Мы пили. Он читал. Я платил. Мы шли дальше. И опять мы пили. Он читал. Я платил. Я слушал его. Слушал воспоминания товарища Неймана и Полиньки, долбил в такт шагам про своих четырех верблюдов, забыв, что Аполлинер написал их хозяином дона Педро. И было все к месту, кроме того, что меня оставила моя симпатичная особа. И совсем не симпатичная, и совсем не моя, а моя - кто? Хотя и оставила, но не особа, и не симпатичная, и не моя, но моя - кто? Моя лю..., моя би... И паразит же дядя Тома, в мести своей не сумевший меня подкараулить с кремневкой. От меня не уходил ни один модик, то есть моджахед, то есть обычный андхойский, даулатабадский или мейменинский мужик с автоматом Калашникова, гранатометом или еще там с чем. Ни один не уходил от меня, стоило лишь нам засечь его. Я же уходил от них всякий раз. Я уходил от модиков. Я ушел от Светика. Я ушел от Томы. От меня ушла моя кто? Моя лю... моя би...
- Пить и читать Пушкина, величайшего гения величайшего народа! - все более воодушевлялся Геля, бывший ассироглазый человек, про которого Полинька сказала "великий русский поэт". Кто знает, может, он действительно великий и русский, может, он действительно поэт, хотя и бывший ассироглазый, хотя и читающий чужие стихи - чужие в том смысле, что не свои.
Мы пили, и он читал нам, все более обнимая нас глазами, в которых уже не было никакой ассирийской грозы. "Я был пред ним быстрее молнии!" - так ведь похвалялись ассирийские цари после того, как превращали в пустыню очередного своего соседа.
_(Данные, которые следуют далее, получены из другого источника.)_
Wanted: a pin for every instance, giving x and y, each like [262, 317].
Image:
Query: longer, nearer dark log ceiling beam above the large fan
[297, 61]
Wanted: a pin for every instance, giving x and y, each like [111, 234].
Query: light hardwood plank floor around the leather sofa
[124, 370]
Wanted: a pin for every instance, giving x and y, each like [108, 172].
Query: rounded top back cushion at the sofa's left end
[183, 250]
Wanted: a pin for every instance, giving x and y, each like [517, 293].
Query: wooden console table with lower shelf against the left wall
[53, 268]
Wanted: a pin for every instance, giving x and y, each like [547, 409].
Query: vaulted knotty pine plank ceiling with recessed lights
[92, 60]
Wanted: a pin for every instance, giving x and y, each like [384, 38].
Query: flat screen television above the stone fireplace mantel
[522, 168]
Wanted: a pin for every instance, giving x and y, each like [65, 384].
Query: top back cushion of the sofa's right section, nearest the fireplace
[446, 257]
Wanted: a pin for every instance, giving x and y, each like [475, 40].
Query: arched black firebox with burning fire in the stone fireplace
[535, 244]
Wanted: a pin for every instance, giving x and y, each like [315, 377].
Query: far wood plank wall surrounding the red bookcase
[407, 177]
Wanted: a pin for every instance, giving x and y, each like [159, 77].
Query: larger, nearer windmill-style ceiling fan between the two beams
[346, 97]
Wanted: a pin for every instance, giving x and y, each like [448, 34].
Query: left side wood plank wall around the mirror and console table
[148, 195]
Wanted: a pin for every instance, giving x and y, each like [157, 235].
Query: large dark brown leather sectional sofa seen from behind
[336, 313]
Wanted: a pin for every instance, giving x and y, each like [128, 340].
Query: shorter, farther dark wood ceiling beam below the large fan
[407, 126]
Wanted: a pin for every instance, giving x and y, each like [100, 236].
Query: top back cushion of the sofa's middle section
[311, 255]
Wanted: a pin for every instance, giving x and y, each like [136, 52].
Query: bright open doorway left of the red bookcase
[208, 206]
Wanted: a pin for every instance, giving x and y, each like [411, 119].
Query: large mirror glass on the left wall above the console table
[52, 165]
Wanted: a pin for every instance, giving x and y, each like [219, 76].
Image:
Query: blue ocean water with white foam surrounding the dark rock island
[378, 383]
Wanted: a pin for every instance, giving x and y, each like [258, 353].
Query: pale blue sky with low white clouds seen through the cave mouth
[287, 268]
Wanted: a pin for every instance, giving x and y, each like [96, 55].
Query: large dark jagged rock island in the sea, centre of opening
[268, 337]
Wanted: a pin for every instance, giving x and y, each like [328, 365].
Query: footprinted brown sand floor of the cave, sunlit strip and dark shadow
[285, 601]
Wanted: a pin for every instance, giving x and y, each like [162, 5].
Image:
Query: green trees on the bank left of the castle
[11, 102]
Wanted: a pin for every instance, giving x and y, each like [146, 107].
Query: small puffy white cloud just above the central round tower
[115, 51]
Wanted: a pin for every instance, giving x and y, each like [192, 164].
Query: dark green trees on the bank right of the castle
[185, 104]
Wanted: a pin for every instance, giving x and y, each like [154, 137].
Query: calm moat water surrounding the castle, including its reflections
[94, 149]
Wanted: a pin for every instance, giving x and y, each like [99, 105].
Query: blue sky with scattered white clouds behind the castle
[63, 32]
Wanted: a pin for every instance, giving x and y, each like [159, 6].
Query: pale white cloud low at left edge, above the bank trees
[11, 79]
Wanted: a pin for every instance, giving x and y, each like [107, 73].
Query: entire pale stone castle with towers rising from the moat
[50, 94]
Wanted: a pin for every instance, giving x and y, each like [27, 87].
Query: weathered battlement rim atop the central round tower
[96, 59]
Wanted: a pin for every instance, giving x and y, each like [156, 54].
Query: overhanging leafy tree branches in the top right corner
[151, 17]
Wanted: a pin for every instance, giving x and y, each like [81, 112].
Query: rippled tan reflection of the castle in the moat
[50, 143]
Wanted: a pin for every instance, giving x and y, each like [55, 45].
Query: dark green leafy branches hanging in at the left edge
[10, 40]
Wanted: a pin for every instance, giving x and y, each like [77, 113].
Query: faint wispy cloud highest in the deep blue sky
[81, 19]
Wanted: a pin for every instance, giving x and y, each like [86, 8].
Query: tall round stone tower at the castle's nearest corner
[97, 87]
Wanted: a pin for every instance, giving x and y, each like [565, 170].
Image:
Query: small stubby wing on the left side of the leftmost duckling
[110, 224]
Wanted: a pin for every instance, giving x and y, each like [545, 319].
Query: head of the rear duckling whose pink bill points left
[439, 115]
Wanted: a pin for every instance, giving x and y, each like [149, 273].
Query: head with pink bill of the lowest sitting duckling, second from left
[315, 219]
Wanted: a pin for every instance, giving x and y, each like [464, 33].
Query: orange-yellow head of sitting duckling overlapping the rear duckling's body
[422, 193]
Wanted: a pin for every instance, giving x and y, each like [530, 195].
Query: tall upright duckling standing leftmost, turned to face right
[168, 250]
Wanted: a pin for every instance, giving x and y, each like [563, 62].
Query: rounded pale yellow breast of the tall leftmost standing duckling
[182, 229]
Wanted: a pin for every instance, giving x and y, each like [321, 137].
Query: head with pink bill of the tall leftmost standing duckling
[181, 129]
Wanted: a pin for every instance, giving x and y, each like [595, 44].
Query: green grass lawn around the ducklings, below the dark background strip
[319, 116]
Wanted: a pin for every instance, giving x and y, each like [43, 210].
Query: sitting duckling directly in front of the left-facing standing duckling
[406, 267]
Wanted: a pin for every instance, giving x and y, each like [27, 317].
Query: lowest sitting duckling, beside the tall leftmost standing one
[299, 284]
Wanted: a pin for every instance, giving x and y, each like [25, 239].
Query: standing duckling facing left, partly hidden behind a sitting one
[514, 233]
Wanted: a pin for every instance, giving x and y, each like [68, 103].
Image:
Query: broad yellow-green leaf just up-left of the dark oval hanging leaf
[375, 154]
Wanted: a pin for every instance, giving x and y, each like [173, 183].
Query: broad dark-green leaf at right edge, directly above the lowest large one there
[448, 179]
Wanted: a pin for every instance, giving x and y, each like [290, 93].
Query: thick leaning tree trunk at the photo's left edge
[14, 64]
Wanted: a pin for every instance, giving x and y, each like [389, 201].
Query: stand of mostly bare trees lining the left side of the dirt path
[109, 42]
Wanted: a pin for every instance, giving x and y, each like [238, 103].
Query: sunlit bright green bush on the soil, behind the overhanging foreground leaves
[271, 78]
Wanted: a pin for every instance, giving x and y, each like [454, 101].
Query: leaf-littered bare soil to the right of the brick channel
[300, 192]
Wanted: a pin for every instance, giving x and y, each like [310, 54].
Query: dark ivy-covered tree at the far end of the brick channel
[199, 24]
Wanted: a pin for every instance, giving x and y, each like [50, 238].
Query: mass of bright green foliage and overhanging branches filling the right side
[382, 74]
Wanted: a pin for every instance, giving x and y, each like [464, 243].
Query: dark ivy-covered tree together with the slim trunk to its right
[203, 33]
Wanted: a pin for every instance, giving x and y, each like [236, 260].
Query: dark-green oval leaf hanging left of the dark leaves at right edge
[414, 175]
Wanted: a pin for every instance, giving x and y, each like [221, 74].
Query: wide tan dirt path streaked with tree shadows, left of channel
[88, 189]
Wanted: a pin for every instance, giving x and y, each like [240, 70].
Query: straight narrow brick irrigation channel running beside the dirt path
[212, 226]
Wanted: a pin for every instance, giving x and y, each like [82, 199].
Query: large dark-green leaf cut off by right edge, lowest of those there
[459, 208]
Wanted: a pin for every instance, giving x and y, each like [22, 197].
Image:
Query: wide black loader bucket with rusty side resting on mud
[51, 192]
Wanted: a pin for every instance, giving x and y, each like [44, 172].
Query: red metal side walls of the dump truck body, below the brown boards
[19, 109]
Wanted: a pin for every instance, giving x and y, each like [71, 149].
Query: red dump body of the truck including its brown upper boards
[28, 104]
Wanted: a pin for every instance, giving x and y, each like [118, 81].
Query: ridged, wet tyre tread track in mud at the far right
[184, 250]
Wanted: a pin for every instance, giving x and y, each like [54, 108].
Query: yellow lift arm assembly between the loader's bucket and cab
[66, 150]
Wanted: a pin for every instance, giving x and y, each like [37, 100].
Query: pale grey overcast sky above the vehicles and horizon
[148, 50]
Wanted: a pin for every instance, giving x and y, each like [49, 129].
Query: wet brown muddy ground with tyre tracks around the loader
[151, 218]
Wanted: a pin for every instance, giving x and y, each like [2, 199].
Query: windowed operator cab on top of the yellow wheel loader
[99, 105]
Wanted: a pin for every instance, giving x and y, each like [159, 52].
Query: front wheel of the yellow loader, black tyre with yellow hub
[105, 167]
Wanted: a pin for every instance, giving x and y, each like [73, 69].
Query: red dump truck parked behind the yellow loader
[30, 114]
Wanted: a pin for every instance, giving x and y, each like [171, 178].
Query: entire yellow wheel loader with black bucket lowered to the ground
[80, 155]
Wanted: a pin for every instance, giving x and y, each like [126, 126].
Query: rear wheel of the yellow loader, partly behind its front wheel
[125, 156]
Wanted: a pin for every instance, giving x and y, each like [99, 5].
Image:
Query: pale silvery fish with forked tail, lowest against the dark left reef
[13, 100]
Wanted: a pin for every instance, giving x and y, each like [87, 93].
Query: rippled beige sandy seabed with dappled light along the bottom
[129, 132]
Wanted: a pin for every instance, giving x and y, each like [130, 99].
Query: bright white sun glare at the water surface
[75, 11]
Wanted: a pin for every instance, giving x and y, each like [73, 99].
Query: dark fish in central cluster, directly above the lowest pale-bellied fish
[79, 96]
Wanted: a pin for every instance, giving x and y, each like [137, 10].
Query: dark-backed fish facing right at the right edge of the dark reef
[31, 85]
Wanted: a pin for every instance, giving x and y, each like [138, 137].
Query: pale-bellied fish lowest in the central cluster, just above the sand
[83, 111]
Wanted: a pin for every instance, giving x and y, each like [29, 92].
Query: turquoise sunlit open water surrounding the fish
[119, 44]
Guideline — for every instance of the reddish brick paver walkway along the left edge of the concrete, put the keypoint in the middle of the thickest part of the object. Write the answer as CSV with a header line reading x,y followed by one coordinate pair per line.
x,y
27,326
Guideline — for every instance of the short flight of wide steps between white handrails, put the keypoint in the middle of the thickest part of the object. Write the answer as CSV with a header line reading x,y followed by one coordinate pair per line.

И коли так, то уже, скорее, я сам был ассирийцем, сатрапом, свирепым царем из "Анчара", стихотворения, запавшего мне с самого детства.
В каком-то большом ресторане нас за Пушкина поприветствовали два кавказца в спортивных костюмах. Один сказал здравицу, а другой молча отсалютовал фужером. При этом Полинька неуловимо превратилась в газель. Я восхитился превращению. Говоривший здравицу оказался осетином, а его приятель - чеченцем. Узнав, что мы с товарищем Нейманом из Свердловска, они спросили, велика ли наша область. Интерес к географической точности был не праздным. Они оба учились в местной школе милиции, и их ждали зоны по северу нашей области.